DP-900: Microsoft Azure Data Fundamentals
Structured Data
Transaction Intergrity
Maintaining transaction integrity is critical when multiple updates must be applied together in a relational database. In this guide, you’ll learn how to guarantee accurate, reliable, and consistent data using the four ACID properties: Atomicity, Consistency, Isolation, and Durability.
Example: Transferring Funds Between Accounts
Consider two bank accounts represented by rows in a database table:
- Savings: $20
- Checking: $50
Together, these balances total $70—the amount the bank owes you.
To move $10 from your Savings to Checking, you execute a transaction with two updates:
BEGIN TRANSACTION;
-- 1. Subtract $10 from Savings
UPDATE accounts
SET balance = balance - 10
WHERE account_type = 'Savings';
-- 2. Add $10 to Checking
UPDATE accounts
SET balance = balance + 10
WHERE account_type = 'Checking';
COMMIT;
Note
You can also use ROLLBACK
to undo changes if any step fails:
ROLLBACK;
Potential Issues Without ACID
- Incomplete transaction: The first update succeeds, but the second one fails, leaving balances inconsistent.

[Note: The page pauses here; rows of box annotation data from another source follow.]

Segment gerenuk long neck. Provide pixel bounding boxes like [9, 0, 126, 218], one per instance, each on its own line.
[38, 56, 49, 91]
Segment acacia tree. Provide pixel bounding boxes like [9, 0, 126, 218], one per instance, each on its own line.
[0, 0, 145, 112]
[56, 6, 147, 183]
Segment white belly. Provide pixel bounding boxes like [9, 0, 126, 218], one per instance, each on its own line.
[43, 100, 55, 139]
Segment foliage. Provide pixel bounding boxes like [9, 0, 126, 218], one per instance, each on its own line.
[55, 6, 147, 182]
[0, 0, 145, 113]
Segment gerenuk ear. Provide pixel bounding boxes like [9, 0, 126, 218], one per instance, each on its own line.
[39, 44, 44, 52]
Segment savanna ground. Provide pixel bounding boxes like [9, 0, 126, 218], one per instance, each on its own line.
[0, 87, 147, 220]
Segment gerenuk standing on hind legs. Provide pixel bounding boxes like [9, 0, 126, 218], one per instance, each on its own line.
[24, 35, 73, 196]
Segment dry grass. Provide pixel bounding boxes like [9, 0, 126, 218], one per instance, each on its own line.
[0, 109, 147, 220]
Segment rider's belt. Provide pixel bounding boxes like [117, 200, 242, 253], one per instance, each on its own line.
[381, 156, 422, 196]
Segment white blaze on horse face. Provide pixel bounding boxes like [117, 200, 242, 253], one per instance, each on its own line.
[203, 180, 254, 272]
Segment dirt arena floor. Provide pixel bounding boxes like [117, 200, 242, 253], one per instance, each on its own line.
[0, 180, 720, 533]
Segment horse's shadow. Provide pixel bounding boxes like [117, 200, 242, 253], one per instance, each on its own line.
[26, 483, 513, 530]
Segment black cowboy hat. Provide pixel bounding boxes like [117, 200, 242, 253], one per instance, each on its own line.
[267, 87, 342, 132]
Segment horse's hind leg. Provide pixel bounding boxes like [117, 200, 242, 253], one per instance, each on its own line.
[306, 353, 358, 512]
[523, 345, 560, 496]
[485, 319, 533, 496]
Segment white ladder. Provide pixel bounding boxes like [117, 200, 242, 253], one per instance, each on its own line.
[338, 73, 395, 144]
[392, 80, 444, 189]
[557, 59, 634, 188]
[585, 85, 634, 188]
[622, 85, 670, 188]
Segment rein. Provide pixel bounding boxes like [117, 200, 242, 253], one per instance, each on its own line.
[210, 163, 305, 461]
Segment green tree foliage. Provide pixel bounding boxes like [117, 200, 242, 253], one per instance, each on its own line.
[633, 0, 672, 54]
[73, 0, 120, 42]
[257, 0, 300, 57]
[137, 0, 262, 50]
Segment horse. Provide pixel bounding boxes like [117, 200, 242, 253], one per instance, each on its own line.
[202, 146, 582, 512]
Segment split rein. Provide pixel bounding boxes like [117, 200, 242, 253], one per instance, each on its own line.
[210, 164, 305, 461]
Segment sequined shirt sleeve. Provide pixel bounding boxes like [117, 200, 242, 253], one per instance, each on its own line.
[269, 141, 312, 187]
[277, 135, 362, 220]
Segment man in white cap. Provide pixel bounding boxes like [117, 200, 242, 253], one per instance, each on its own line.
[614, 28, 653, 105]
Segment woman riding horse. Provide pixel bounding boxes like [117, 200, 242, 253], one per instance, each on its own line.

- Interim reads: A third party queries balances after step 1 but before step 2, seeing $10 in savings and $50 in checking (total $60).
ACID Properties Explained
The ACID acronym stands for the four rules that guarantee transaction integrity:
Property | Description |
---|---|
Atomicity | Ensures all updates in a transaction succeed or none do (all-or-nothing). |
Consistency | Guarantees the database moves from one valid state to another (e.g., total balance remains $70). |
Isolation | Prevents other operations from seeing intermediate states. |
Durability | Commits survive system failures; changes persist even after a crash. |
Isolation Levels
Different databases support multiple isolation levels (e.g., Read Committed, Serializable). Choose the level that balances concurrency and consistency for your workload.
Warning
Long-running transactions can block other operations and degrade performance. Keep transactions short and predictable.
Transaction Management: Commit vs. Rollback
At the end of your transaction:
- COMMIT: Applies all updates, resulting in $10 in savings and $60 in checking.
- ROLLBACK: Undoes every change, preserving the original $20 and $50 balances.